来自书籍的示例：统计学习的要素：数据挖掘、推理和预测，作者为 Trevor Hastie、Robert Tibshirani 和 Jerome Friedman。

请注意，这是一个具有 L1 惩罚的优化问题。

获取数据集

def cache_or_download_file(cache_dir, url_base, filename):
  """Read a cached file or download it."""
  filepath = os.path.join(cache_dir, filename)
  if tf.io.gfile.exists(filepath):
    return filepath
  if not tf.io.gfile.exists(cache_dir):
    tf.io.gfile.makedirs(cache_dir)
  url = url_base + filename
  print("Downloading {url} to {filepath}.".format(url=url, filepath=filepath))
  urllib.request.urlretrieve(url, filepath)
  return filepath

def get_prostate_dataset(cache_dir=CACHE_DIR):
  """Download the prostate dataset and read as Pandas dataframe."""
  url_base = 'http://web.stanford.edu/~hastie/ElemStatLearn/datasets/'
  return pd.read_csv(
      cache_or_download_file(cache_dir, url_base, 'prostate.data'),
      delim_whitespace=True, index_col=0)

prostate_df = get_prostate_dataset()

Downloading http://web.stanford.edu/~hastie/ElemStatLearn/datasets/prostate.data to /tmp/datasets/prostate.data.

问题定义

np.random.seed(12345)

feature_names = ['lcavol', 'lweight',   'age',  'lbph', 'svi', 'lcp',   
                 'gleason', 'pgg45']

# Normalize features
scalar = preprocessing.StandardScaler()
prostate_df[feature_names] = pd.DataFrame(
    scalar.fit_transform(
        prostate_df[feature_names].astype('float64')))

# select training set
prostate_df_train = prostate_df[prostate_df.train == 'T'] 
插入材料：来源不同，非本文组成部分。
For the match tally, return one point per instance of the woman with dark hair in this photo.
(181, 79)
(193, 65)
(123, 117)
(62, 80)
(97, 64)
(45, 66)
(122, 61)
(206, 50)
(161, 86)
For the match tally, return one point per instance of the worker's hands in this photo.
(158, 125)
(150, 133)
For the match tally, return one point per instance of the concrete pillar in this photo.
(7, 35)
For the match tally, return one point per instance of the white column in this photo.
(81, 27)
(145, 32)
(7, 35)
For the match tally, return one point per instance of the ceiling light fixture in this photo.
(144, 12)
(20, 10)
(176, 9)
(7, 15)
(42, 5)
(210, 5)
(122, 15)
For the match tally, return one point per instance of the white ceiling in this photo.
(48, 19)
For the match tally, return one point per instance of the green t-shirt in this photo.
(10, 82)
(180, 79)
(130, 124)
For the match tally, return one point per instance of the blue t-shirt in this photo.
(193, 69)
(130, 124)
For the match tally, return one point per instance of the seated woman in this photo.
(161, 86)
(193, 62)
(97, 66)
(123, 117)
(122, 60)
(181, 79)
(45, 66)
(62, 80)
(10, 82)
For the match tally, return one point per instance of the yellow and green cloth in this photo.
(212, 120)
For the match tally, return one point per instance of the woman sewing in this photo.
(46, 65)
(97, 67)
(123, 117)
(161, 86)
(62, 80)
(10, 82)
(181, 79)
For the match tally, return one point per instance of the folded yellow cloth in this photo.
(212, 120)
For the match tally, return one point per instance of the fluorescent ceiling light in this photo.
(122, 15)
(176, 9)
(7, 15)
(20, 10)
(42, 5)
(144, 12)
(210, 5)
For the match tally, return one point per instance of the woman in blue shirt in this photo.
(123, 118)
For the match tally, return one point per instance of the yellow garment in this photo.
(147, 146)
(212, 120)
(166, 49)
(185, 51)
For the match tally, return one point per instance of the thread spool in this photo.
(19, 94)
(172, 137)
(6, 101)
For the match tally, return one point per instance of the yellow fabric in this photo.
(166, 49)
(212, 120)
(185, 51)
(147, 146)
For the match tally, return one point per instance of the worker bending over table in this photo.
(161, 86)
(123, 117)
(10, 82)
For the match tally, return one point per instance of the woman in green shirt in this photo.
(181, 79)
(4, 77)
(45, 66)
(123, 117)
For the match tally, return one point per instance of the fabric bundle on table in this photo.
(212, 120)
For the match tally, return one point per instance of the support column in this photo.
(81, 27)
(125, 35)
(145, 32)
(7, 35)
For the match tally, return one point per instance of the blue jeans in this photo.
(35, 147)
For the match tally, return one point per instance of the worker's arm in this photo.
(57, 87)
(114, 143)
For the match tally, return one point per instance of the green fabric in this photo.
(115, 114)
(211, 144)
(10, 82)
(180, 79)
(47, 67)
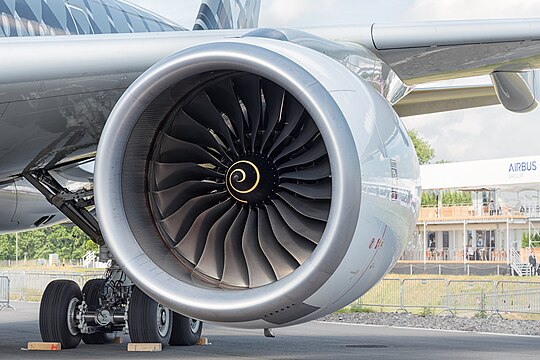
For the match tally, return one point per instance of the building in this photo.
(478, 212)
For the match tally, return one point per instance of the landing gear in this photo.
(93, 291)
(185, 331)
(107, 306)
(148, 320)
(58, 313)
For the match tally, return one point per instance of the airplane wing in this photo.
(433, 51)
(239, 179)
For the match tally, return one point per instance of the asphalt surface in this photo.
(315, 340)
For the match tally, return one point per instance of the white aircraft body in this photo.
(248, 177)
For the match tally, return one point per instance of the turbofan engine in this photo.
(255, 183)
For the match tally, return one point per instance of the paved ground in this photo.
(309, 341)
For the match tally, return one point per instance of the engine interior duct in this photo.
(242, 182)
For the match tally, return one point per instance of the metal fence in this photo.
(29, 285)
(455, 295)
(5, 293)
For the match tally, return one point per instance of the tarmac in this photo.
(314, 340)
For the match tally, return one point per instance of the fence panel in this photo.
(517, 296)
(474, 295)
(386, 293)
(4, 293)
(423, 293)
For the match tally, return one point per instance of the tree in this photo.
(424, 151)
(68, 241)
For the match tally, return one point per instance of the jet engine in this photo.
(255, 183)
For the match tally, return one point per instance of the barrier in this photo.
(387, 293)
(423, 293)
(5, 293)
(481, 296)
(478, 295)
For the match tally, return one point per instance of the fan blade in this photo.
(193, 243)
(292, 113)
(172, 199)
(308, 228)
(203, 111)
(316, 151)
(224, 98)
(187, 129)
(178, 224)
(299, 247)
(235, 272)
(315, 209)
(319, 171)
(248, 89)
(211, 261)
(305, 135)
(281, 261)
(169, 175)
(179, 151)
(320, 191)
(259, 269)
(274, 96)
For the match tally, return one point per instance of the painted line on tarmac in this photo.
(428, 329)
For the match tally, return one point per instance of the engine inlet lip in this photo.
(236, 56)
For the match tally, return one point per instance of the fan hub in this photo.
(252, 180)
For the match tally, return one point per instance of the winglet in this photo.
(228, 14)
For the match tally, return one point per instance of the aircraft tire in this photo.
(149, 322)
(185, 331)
(92, 291)
(57, 313)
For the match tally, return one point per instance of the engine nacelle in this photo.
(255, 183)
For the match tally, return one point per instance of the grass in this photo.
(425, 295)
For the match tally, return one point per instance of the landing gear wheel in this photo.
(185, 331)
(149, 322)
(92, 292)
(57, 321)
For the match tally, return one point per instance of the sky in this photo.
(474, 134)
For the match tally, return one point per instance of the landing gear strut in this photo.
(107, 306)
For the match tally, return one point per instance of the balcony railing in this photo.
(466, 212)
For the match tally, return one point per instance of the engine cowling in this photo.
(255, 183)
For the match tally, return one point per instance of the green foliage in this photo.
(69, 242)
(535, 240)
(424, 151)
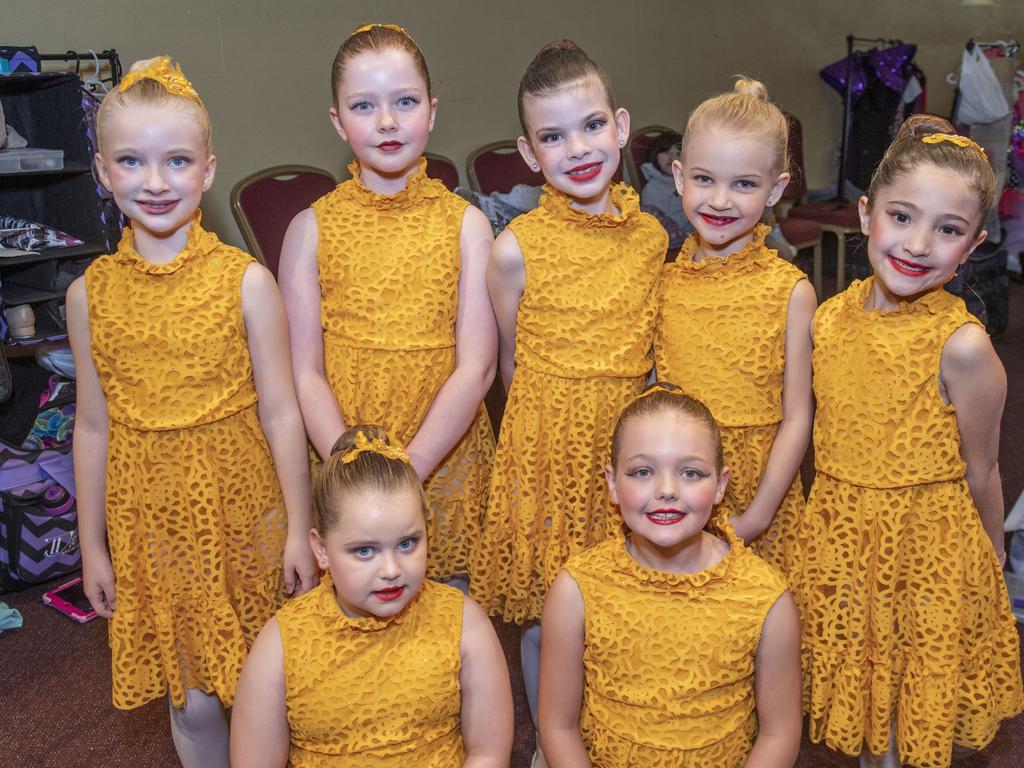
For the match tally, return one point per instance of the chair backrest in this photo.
(264, 204)
(797, 188)
(442, 169)
(499, 167)
(639, 146)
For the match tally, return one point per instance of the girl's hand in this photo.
(301, 571)
(97, 581)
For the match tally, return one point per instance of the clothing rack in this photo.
(851, 41)
(110, 55)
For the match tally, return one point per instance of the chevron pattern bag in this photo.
(38, 522)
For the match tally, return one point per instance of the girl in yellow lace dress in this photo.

# Select features and labels 
features = prostate_df_train[feature_names]
labels =  prostate_df_train[['lpsa']]

# Create tensors
feat = tf.constant(features.values, dtype=tf.float64)
lab = tf.constant(labels.values, dtype=tf.float64)

dtype = feat.dtype

regularization = 0 # regularization parameter
dim = 8 # number of features

# We pick a random starting point for the search
start = np.random.randn(dim + 1)

def regression_loss(params):
  """Compute loss for linear regression model with L1 penalty

  Args:
    params: A real tensor of shape [dim + 1]. The zeroth component
      is the intercept term and the rest of the components are the
      beta coefficients.

  Returns:
    The mean square error loss including L1 penalty.
  """
  params = tf.squeeze(params)
  intercept, beta  = params[0], params[1:]
  pred = tf.matmul(feat, tf.expand_dims(beta, axis=-1)) + intercept
  mse_loss = tf.reduce_sum(
      tf.cast(
        tf_keras.losses.mean_squared_error(y_true=lab, y_pred=pred), tf.float64))
  l1_penalty = regularization * tf.reduce_sum(tf.abs(beta))
  total_loss = mse_loss + l1_penalty
  return total_loss

使用 L-BFGS 求解

使用 L-BFGS 拟合。即使 L1 惩罚引入了导数不连续性，但在实践中，L-BFGS 仍然效果很好。

@tf.function
def l1_regression_with_lbfgs():
  return tfp.optimizer.lbfgs_minimize(
    make_val_and_grad_fn(regression_loss),
    initial_position=tf.constant(start),
    tolerance=1e-8)

results = run(l1_regression_with_lbfgs)
minimum = results.position
fitted_intercept = minimum[0]
fitted_beta = minimum[1:]

print('L-BFGS Results')
print('Converged:', results.converged)
print('Intercept: Fitted ({})'.format(fitted_intercept))
print('Beta:      Fitted {}'.format(fitted_beta))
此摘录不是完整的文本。